Each must find a way to build a life out of chaos.
But what happens when the ties that bind become the thing that holds you back?
Inextricably linked by blood, all they have is each other.
Kathryn O'Reilly's second play published by Nick Hern Books is a stark, bold, powerful and poetic drama looking at the effects on adult life of childhood trauma and the cycles of drug abuse.
Trigger warnings: Features strong language and scenes of an upsetting nature
James HeraclesPerformance date: Friday 22 November 2019
Poisoned Polluted is a new one act play performed in the cosy space of the Old Red Lion's upstairs theatre.
We meet two sisters who flit backwards and forwards between present and past, remembering and reliving previous joys and horrors and struggling to keep the legacy of a drug addicted mother and an abusive father from polluting their lives.
Kathryn O' Reilly plays the older sister burdened with her memories and her need to protect her younger sister.
Anna Doolan, plays the sister and her struggle to support her sibling to get off drugs.
Their memories are ambivalent and constantly being renegotiated.
This is a powerful play that takes the audience on a rollercoaster ride through the push and pull, hopes and losses and realities of a life of addiction and it's devastating impact on family members.
Ms O'Reilly plays two superb silent scenes where clever movement direction (from Sophie Shaw) conveys first the highs of heroin and then withdrawal.
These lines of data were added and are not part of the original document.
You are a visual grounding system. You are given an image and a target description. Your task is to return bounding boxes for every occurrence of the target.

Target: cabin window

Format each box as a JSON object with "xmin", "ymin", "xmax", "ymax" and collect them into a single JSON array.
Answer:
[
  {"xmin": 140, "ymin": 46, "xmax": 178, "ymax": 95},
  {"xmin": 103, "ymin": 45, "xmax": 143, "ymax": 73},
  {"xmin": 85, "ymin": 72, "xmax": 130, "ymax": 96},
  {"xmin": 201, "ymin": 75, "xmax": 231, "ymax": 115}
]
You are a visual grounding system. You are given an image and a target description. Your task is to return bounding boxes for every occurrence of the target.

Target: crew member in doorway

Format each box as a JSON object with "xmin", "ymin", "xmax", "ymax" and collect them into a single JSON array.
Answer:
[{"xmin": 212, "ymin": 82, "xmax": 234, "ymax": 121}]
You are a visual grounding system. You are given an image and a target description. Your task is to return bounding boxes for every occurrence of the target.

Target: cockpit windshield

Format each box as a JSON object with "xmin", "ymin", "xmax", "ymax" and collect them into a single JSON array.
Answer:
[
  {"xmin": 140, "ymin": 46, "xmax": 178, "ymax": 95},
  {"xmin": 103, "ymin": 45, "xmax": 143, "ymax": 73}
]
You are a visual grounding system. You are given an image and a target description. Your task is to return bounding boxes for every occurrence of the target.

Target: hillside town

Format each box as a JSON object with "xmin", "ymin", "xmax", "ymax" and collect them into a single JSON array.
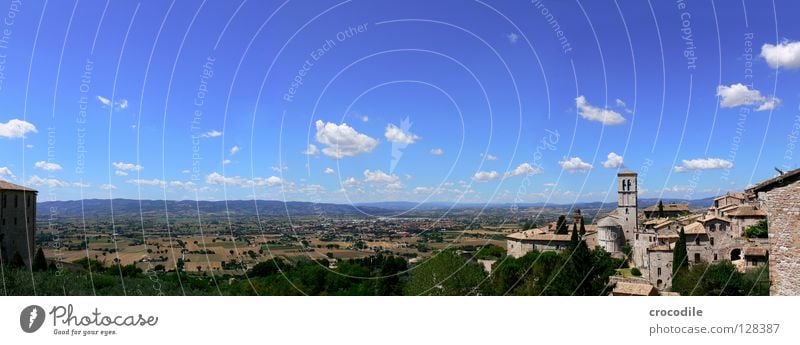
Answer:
[{"xmin": 506, "ymin": 168, "xmax": 800, "ymax": 296}]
The dialogue is quick fire and oscillates between hope and playfulness to distress, anger and despair.
Ms Doolan engages the audience bringing them into the narrative whether it be in a dingy flat or in the local park, which is conveyed by a clever set (by Mayo Trikerioti) that shows the fragmented memories through peeling pictures of trees on A4 paper.
Ms Doolan does some wonderful emotional acrobatics flitting from joy to anxiety and from childhood to adulthood.
Kathryn O'Reilly's acting brings intensity and Ms Doolan has a versatility that suggests she is going places!
Ultimately this is a play that strips away any illusion of glamour associated with addiction, and it shines a bright light on the transgenerational family impact of abuse and addiction.
Definitely a must see play for anyone studying these things.
This is a one act play so plenty of time afterwards for a drink and have a hearty discussion about the issues.